Daniel O'Brien, 55, had pleaded guilty in January to accessory to commit first-degree robbery. He stood before Judge Hillary B. Strackbein on Thursday for sentencing.

According to Norwich police, O'Brien, operator of Autumn Oaks Investment LLC, enlisted two men to go to the home of his former business partner, beat him and the property manager badly and steal the money they had collected in rent from five sober/rooming houses.

Police said two men entered the home at 83 West Town St. through a rear door, brandished a firearm and stole approximately $8,000 in rental payment and a cellphone. One victim was assaulted and suffered several fractures to the face and head. The second victim also was assaulted and suffered minor injuries.

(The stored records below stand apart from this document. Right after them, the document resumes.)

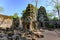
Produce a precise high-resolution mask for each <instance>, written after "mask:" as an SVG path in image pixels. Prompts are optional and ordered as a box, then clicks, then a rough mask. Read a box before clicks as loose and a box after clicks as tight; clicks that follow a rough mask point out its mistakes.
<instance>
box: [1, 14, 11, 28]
mask: <svg viewBox="0 0 60 40" xmlns="http://www.w3.org/2000/svg"><path fill="white" fill-rule="evenodd" d="M11 25H12V18H11V16H6V15H1V14H0V28H3V29H5V28H10V27H11Z"/></svg>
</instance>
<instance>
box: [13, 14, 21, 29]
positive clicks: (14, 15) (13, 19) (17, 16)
mask: <svg viewBox="0 0 60 40" xmlns="http://www.w3.org/2000/svg"><path fill="white" fill-rule="evenodd" d="M12 18H13V22H12V30H13V29H18V27H19V24H20V23H19V17H18V13H15V14H14V15H13V16H12Z"/></svg>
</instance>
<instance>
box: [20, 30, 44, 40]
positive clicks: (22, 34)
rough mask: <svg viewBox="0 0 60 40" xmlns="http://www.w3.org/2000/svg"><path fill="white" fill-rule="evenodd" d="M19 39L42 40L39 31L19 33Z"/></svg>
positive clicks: (33, 31) (41, 32) (28, 39)
mask: <svg viewBox="0 0 60 40" xmlns="http://www.w3.org/2000/svg"><path fill="white" fill-rule="evenodd" d="M21 37H24V38H26V39H27V40H38V38H43V37H44V36H43V35H42V32H41V30H40V31H39V30H35V31H29V32H25V33H21Z"/></svg>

The second victim told police he did not know the assailants but recently had ended a four-year business partnership in Autumn Oaks with O'Brien. The first victim worked as property manager for the business. They told police the partnership had dissolved after O'Brien failed to deposit into the bank rental income for the month of October.

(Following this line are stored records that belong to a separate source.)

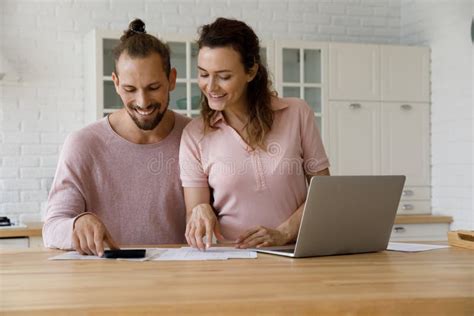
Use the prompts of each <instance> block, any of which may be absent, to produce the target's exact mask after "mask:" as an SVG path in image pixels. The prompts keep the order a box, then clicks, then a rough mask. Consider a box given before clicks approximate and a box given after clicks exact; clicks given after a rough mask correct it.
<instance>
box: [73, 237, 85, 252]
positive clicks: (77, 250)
mask: <svg viewBox="0 0 474 316" xmlns="http://www.w3.org/2000/svg"><path fill="white" fill-rule="evenodd" d="M72 239H73V244H74V249H76V251H77V252H79V254H81V255H86V253H85V252H84V251H83V250H82V248H81V241H80V240H79V237H78V236H77V233H75V232H74V233H73V234H72Z"/></svg>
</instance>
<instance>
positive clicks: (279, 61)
mask: <svg viewBox="0 0 474 316" xmlns="http://www.w3.org/2000/svg"><path fill="white" fill-rule="evenodd" d="M276 47H277V51H276V60H277V71H278V74H277V78H278V82H277V89H278V91H279V94H280V95H281V96H283V97H295V98H301V99H304V100H305V101H306V102H307V103H308V104H309V106H310V107H311V108H312V109H313V111H314V114H315V117H316V121H317V124H318V127H319V129H320V130H321V132H323V103H324V95H325V94H324V92H323V90H324V87H325V84H324V82H323V78H324V76H323V68H322V66H321V65H322V64H323V51H324V49H325V47H324V45H322V44H321V43H315V44H314V45H313V44H311V43H308V42H301V43H295V42H293V43H284V42H279V43H277V45H276Z"/></svg>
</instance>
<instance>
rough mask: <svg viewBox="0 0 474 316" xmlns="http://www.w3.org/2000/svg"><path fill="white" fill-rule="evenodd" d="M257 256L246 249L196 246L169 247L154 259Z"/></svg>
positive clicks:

O'Brien was not present during the home invasion.

"I don't believe the crime could have happened if not for his planning," prosecutor Lawrence J. Tytla said.

The case of one of the alleged home invaders, Luis M. Ruiz, is pending in the same court. The second assailant, identified only as "Psycho" in court documents, has not been arrested.

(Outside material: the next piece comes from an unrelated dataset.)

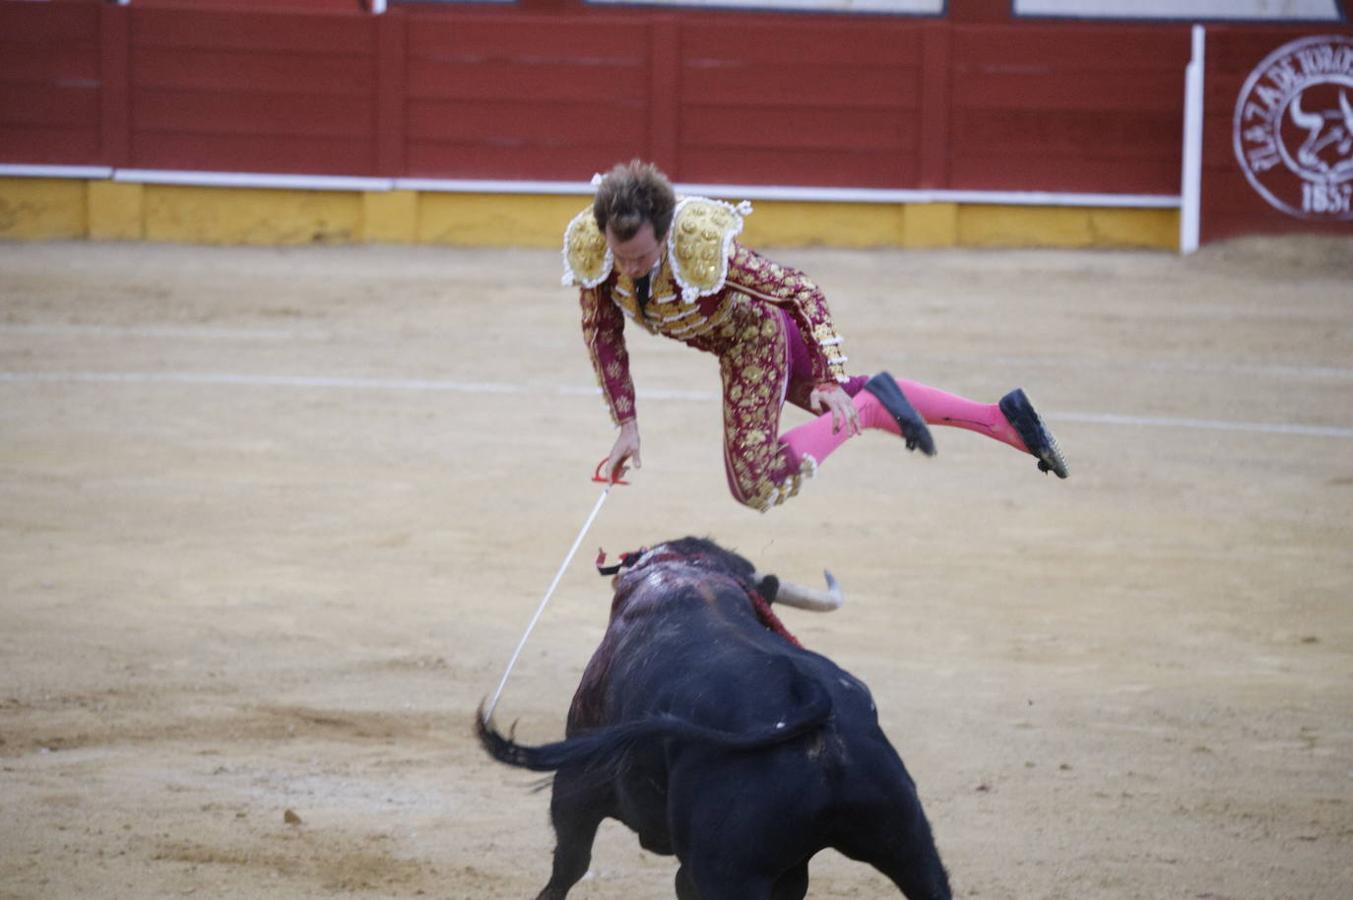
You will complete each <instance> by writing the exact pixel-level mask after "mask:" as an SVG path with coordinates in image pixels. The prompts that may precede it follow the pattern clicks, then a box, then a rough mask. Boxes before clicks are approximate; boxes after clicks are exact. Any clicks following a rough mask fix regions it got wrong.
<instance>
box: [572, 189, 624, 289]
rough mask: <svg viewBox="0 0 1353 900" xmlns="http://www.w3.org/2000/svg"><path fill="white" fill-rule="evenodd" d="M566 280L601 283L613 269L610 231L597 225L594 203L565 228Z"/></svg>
mask: <svg viewBox="0 0 1353 900" xmlns="http://www.w3.org/2000/svg"><path fill="white" fill-rule="evenodd" d="M563 254H564V284H566V286H567V284H579V286H582V287H597V286H598V284H601V283H602V282H605V280H606V276H607V275H610V269H612V263H613V260H612V256H610V248H609V246H607V245H606V235H605V234H602V233H601V229H598V227H597V218H595V217H594V215H593V211H591V207H590V206H589V207H587V208H586V210H583V211H582V212H579V214H578V215H575V217H574V219H572V221H571V222H570V223H568V227H566V229H564V250H563Z"/></svg>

One of the victims was in court for O'Brien's sentencing but did not speak. Tytla said he could understand how the sentence of seven years in prison followed by eight years of special parole did not seem punitive enough for the victims but is comparable to sentences meted out for similar crimes.

O'Brien had stopped drinking between 1992 and was doing well, according to his attorney, Jake Donovan. It went "downhill and downhill quickly" for O'Brien when he resumed drinking in 2016, Donovan said.

Judge Strackbein called it a serious incident in which people were harmed and lost the security of their homes. She issued a permanent protective order prohibiting O'Brien from contact with the victims.